2018 OpenAI: Improving Language Understanding by Generative Pre-Training

$$ \begin{align*}\text{semi-supervised learning} &= \text{ unsupervised pre-training + supervised fine-tuning} \\ &= \text{self-supervised learning}\end{align*} $$

Introduction

Although large unlabeled text corpora are abundant, labeled data for learning these specific tasks is scarce, making it challenging for discriminatively trained models to perform adequately.
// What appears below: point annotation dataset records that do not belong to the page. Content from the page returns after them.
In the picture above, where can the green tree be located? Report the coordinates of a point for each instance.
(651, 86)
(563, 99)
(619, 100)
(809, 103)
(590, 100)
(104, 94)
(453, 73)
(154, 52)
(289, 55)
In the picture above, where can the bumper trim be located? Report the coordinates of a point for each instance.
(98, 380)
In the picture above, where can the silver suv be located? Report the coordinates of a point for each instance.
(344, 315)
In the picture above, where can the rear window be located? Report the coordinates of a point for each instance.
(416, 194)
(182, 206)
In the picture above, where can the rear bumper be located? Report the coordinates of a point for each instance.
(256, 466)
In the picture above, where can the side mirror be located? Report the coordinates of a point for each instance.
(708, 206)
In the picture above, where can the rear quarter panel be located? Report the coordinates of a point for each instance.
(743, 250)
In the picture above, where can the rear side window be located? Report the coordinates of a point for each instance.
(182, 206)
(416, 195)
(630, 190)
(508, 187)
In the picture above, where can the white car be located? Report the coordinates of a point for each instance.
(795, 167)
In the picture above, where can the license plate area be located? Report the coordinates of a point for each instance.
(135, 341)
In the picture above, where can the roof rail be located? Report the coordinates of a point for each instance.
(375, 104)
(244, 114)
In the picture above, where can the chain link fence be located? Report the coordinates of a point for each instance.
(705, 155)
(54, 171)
To address this, OpenAI team train a large language model on a generic corpus (generative pre-training) and then fine-tune it to specific tasks (discriminative fine-tuning) to leverage the labeled data efficiently. However, despite becoming a mainstream method in computer vision (CV) approximately 10 years ago, it had not yet gained widespread usage in natural language processing (NLP). This can be attributed to the absence of high-quality, large-scale datasets comparable to ImageNet in the field of NLP.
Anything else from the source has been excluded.